I was inspired by a b&w portrait I saw on a website but had to look through my files for the right image. It needed to be one where the sun was hitting one of the eyes. I went back to images from my 2012 trip to Namibia and South Africa. This was one of the mother leopard, Nthombi, in the tree when she stopped feeding on the kill for a moment and the late afternoon light hit her eye through the canopy. I know this won't be everyone's cuppa (as Morkel would say).
Canon 5D3
100-400 @ 340mm
1/1250
f5.6
ISO 800
EC +.33
HH from safari vehicle, cropped to vertical, converted in Nik Silver Efex, levels, curves, selective color, cloned bits in lower corners (since this is more of an art shot), sharpened in CCPS.
I LOVE THIS Rachel! Mysterious and dark and possibly evil. The hunter. Secretive as only a leopard can be, and a wanderer through the woods...A creature of a fiery heart?
Impressive PP work, Rachel!
Techs?
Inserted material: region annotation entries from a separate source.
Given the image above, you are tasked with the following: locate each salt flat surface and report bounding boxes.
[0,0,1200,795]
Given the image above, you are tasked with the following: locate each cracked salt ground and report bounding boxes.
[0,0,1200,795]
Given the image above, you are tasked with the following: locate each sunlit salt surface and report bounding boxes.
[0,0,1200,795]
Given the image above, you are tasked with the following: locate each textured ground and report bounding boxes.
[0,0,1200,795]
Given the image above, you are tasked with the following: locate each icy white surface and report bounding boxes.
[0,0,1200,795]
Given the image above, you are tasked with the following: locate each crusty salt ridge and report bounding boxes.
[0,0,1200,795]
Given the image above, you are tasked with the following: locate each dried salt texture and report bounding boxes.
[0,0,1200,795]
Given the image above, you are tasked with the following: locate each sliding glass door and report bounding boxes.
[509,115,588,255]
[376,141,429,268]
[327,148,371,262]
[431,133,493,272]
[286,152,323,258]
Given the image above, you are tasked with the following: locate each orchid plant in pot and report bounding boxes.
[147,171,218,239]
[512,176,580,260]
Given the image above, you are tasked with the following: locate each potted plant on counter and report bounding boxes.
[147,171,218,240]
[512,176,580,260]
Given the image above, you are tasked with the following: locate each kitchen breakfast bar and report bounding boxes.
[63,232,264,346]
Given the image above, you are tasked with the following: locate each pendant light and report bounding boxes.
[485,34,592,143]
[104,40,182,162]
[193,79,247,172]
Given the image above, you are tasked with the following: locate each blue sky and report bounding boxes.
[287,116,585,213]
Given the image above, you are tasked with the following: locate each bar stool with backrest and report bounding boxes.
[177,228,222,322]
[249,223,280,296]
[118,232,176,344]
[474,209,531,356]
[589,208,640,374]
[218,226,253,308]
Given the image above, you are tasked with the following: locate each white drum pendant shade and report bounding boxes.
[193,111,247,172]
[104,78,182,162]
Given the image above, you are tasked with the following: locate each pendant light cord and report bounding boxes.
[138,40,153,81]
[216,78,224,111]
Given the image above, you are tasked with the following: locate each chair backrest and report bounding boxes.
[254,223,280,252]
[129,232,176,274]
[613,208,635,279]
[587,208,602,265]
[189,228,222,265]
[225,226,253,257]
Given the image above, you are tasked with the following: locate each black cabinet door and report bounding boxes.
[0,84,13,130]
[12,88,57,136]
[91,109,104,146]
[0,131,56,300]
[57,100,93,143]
I like everything. Including that tiny moist spot on the nose.
My cuppa tea, and it's sweet...I am very pleased to see something so different and so fresh from you, this truly stirs my imagination tonight and I am going to sleep with thoughts of this leopard in the darkness, imagining the faint rustle of leaves beneath its feet, the tense silence during a game of hide-and-seek, a leopard on the prowl, somewhere here in Africa...
It's my cuppa for sure. Love the catchlight in the eye and the fine hairs in the shadows below. And of course that intense stare. The specular thingies on the nose could go, IMO.
Hi Rachel, worth the punt, but it's not my cup of tea, it's just too Dark & Black and I feel it doesn't add much for me and takes away from the original capture, but we all see things differently.
Åh, it is great. Fore sure my cuppa. I like the shadow play and agree with Anette that you could try it even a bit more. I have been a bit surprised that dark shadows have been seen a bit negativ on this forum. I think it is beautiful and add drama to pictures. I get it that natural looking pictures is preferred, and know that people talk about not loosing details in shadows and highlights. But for me that is something else. Like in the picture details is where it is needed, and the dark black adds to the picture where it is.